This weekend Tim Cook announced that he would be giving away his fortune. As the head of Apple, that’s a lot to give away, but he’s not the first extremely wealthy individual to make that choice. A few years ago Warren Buffett declared that he planned to give away 99% of his wealth, and he invited others in his position to do likewise on a website called The Giving Pledge.
I wrote about The Giving Pledge when it launched, with Buffett’s letter the only entry at the time. There are now over 100, including some well known names – Ted Turner, George Lucas, Elon Musk, Mark Zuckerberg.
I often hear cynical comments about this. “They can afford to do it” is one, or suggestions that if they’re really so generous they wouldn’t have amassed so much in the first place. Or perhaps it’s the declaring it that people object to – although the reason for doing so, as Buffett said, is to encourage philanthropy and the list of signatories reflects that.
I think rich people giving their fortunes away is to be celebrated. There’s nothing wrong with wealth, if it is honestly gained and used well. It’s wealth at the expense of others and wealth hoarded that’s the problem. If you consider your wealth to be a resource at the disposal of others, you can do an immense amount of good in the world.
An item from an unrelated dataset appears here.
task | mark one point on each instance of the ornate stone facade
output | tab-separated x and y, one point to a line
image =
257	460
There’s another reason why we should encourage philanthropy – if we believe in a more equal world, giving is just about the only form of global redistribution open to us. Projects like Oxfam’s ‘Even it Up‘ campaign do a fine job of highlighting inequality, but solutions tend to cluster around holding back executive pay or closing tax loopholes, and that doesn’t get us very far when it comes to billionaires. Tax is only raised at the national level, and besides the pittance that goes out in foreign aid, it is also spent nationally. Even if billionaires paid a higher level of tax and didn’t wriggle out of it, it wouldn’t magically reach the poorest in the world. The tax from America’s 422 billionaires is spent in America, and the tax from Pakistan’s 1 billionaire is presumably spent in Pakistan.
It is highly unlikely that we are going to devise an international wealth tax, despite the occasional call for it. It seems decades away to me. That means we don’t have any formal mechanism for redistributing wealth from rich individuals, unless it is voluntary. Since a goodly number of people do want to give their money away, shouldn’t we talk more about philanthropy?
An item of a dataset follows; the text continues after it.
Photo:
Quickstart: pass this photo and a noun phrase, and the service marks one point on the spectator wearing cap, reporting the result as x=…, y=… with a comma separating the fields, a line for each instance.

It’s not a perfect mechanism, of course. As the development world has discovered with the Bill and Melinda Gates Foundation, major philanthropists can wield an unhealthy amount of power. There’s the risk that the agenda gets rewritten around the particular interests of big donors, rather than the evidence base. As we saw with the Gates’ ‘reinvent the toilet’ competition, or One Laptop Per Child, the Silicon Valley philanthropists are drawn to technological solutions. Sometimes targets are too narrow, aimed too exclusively on a specific and glamorous goal. For example, there has been a rush of money towards finding a cure for Ebola, and not enough spent on supporting medical services in the Ebola areas, or investing in long-term health provision for poor communities. Everyone wants to say they funded the miracle cure, rather than paying the wages of nurses. Then there’s the risk of dependency, or the danger that by championing philanthropy, we ignore the injustices of a system that makes the rich richer far faster than the poor get less poor.
These are all legitimate concerns, but sound to me like an argument for intelligent and accountable philanthropy, rather than scepticism. After all, what else do we suggest the Gates, Mr Buffett or Tim Cook do with it all?